Seguiría el dolor inconsolable de unos y la indignación silenciosa de otros por las sanciones recibidas por negarse a llevar aquel luto obligatorio. Como se sabe la "vida" de Evita, no terminó con su muerte. No sólo por la notable persistencia de la memoria sino porque su cuerpo embalsamado fue secuestrado en el primer piso de la CGT por un comando de la llamada "Revolución Libertadora". Tras un macabro recorrido que incluyó casas particulares, la pantalla de un cine, casas operativas de los servicios de inteligencia y la propia sede de la SIDE en Viamonte y Callao, fue sacada del país y con la colaboración del Vaticano fue enterrada clandestinamente en el cementerio de Milán bajo el nombre falso de María Maggi de Magistris. Conciente o inconcientemente sus secuestradores la habían llamado en latín, "maestra de maestras". 

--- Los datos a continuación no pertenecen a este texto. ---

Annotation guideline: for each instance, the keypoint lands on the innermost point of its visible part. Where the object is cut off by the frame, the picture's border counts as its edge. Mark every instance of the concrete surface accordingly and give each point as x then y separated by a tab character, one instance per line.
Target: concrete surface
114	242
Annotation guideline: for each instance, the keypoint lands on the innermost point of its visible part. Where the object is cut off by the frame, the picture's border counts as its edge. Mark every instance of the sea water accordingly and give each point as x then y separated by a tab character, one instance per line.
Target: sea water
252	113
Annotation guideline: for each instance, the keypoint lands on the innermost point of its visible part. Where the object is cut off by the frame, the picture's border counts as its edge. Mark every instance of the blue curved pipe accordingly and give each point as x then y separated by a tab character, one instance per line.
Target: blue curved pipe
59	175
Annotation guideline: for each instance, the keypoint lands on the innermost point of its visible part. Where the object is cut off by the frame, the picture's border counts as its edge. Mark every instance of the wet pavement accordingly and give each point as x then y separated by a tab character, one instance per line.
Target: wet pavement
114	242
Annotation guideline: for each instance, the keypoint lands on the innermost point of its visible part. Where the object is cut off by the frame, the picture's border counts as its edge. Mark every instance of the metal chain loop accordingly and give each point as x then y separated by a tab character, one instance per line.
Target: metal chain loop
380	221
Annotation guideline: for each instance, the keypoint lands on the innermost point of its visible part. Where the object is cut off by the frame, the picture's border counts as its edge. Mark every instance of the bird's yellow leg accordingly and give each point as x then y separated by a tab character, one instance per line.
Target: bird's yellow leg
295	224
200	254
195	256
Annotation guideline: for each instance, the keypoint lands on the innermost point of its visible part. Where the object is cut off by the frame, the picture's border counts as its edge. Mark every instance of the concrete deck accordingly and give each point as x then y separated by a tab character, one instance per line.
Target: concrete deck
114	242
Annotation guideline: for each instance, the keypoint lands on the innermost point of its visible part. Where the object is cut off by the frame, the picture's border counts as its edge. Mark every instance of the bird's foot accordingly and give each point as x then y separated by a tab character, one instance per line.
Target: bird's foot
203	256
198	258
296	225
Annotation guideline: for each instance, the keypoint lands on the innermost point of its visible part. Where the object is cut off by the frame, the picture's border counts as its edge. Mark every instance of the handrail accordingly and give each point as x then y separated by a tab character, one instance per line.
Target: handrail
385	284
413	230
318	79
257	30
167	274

El asunto volvió a los primeros planos cuando en 1970, Montoneros secuestró a Aramburu. En los interrogatorios se le preguntó insistentemente por el destino del cadáver de Evita. En 1971, durante la presidencia de Lanussel, como gesto de reconocimiento, se le devolvió el cuerpo a Perón. El cuerpo fue exhumado el 1° de septiembre de 1971, llevado a España y entregado en Puerta de Hierro. Perón regresó con Isabel y López Rega pero sin los restos de Evita. Ya muerto el general, el cuerpo de Evita fue depositado junto al de Perón en una cripta diseñada especialmente en la Quinta de Olivos para que el público pudiera visitarla. El 24 de octubre de 1976, tras largos conciliábulos entre los jerarcas de la dictadura, que incluyeron la propuesta del Almirante Massera de arrojar, según su costumbre, el cadáver al mar, se decidió acceder al pedido de las hermanas de Eva y trasladar los restos a la bóveda de la familia Duarte en la Recoleta. Consultado un alto jefe de la represión ilegal, "¿Por qué urgía más a la Junta trasladar el cadáver de Evita que el de Perón?", la respuesta del militar no se hizo esperar: "Tal vez porque a ella es a la única que siempre, aún después de muerta, le tuvimos miedo"(2). 

Notas: 

(1)Democracia, 5 de enero, 1952.
(2)M.Seoane, S.Boschi, El último viaje de Evita, Clarín, 30 de julio, 1995.